Load Balancing with Varnish

Varnish is a powerful HTTP load balancer (reverse proxy), which is also very good at caching. When running multiple TSDs, Varnish comes in handy to distribute the HTTP traffic across the TSDs. Bear in mind that write traffic doesn't use the HTTP protocol by default, and as such you can only use Varnish for read queries. Using Varnish will help you easily scale the amount of read capacity of your TSD cluster.

The following is a sample Varnish configuration recommended for use with OpenTSDB. It uses a slightly custom load balancing strategy to achieve optimal cache hit rate at the TSD level. This configuration requires at least Varnish 2.1.0 to run, but using Varnish 3.0 or above is strongly recommended.

This sample configuration is for 2 backends, named foo and bar.

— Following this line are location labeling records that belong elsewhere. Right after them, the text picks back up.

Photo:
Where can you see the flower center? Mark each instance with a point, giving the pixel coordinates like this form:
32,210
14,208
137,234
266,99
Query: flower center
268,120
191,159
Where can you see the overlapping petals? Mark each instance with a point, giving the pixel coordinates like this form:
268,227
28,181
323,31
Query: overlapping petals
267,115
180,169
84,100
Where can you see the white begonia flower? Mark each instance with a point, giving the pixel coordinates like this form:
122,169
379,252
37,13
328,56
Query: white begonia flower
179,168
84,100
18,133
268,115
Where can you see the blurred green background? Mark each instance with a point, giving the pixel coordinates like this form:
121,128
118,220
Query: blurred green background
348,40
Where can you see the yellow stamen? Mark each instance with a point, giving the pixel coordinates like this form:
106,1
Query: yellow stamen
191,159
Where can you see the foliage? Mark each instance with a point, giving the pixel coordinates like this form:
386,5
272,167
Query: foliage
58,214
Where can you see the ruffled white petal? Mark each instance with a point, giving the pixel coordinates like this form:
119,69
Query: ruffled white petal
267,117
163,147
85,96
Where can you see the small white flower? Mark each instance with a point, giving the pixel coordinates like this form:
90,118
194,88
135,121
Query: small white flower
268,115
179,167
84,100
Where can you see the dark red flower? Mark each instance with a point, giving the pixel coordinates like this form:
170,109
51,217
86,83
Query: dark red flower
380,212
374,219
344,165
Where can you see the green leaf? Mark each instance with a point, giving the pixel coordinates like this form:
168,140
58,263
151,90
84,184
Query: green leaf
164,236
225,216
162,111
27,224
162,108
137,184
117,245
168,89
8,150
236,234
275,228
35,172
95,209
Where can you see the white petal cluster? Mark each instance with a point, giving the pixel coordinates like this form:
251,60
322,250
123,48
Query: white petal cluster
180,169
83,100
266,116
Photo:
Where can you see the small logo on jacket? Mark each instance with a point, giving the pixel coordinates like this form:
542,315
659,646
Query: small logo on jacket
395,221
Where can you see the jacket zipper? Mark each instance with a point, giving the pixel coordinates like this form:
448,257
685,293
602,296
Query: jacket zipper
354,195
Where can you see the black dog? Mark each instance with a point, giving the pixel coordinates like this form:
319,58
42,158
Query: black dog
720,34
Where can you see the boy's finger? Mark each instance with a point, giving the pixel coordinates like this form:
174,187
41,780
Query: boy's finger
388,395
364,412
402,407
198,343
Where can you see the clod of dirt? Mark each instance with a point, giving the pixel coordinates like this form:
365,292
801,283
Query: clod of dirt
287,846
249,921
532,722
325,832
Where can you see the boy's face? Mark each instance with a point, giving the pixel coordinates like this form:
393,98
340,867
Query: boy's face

You need to substitute at least the host names.

# VCL configuration for OpenTSDB.

backend foo {
  .host = "foo";
  .port = "4242";
  .probe = {
    .url = "/version";
    .interval = 30s;
    .timeout = 10s;
    .window = 5;
    .threshold = 3;
  }
}

backend bar {
  .host = "bar";
  .port = "4242";
  .probe = {
    .url = "/version";
    .interval = 30s;
    .timeout = 10s;
    .window = 5;
    .threshold = 3;
  }
}

# The `client' director will select a backend based on `client.identity'.
# It's normally used to implement session stickiness but here we abuse it
# to try to send pairs of requests to the same TSD, in order to achieve a
# higher cache hit rate.  The UI sends queries first with a "&json" at the
# end, in order to get meta-data back about the results, and then it sends
# the same query again with "&png".  If the second query goes to a different
# TSD, then that TSD will have to fetch the data from HBase again.  Whereas
# if it goes to the same TSD that served the "&json" query, it'll hit the
# cache of that TSD and produce the PNG directly without using HBase.
#
# Note that we cannot use the `hash' director here, because otherwise Varnish
# would hash both the "&json" and the "&png" requests identically, and it
# would thus serve a cached JSON response to a "&png" request.
director tsd client {
  { .backend = foo; .weight = 100; }
  { .backend = bar; .weight = 100; }
}

sub vcl_recv {
  set req.backend = tsd;
  # Make sure we hit the same backend based on the URL requested,
  # but ignore some parameters before hashing the URL.
  set client.identity = regsuball(req.url, "&(o|ignore|png|json|html|y2?range|y2?label|y2?log|key|nokey)\b(=[^&]*)?", "");
}

sub vcl_hash {
  # Remove the `ignore' parameter from the URL we hash, so that two
  # identical requests modulo that parameter will hit Varnish's cache.
  hash_data(regsuball(req.url, "&ignore\b(=[^&]*)?", ""));
  if (req.http.host) {
    hash_data(req.http.host);
  } else {
    hash_data(server.ip);
  }
  return (hash);
}

On many Linux distros (including Debian and Ubuntu), you need to put the configuration above in /etc/varnish/default.vcl. We also recommend tweaking the command-line parameters of varnishd in order to use a memory-backed cache of about 1GB if you can afford it. On Debian/Ubuntu systems, this is done by editing /etc/default/varnish to make sure that -s malloc,1G is passed to varnishd.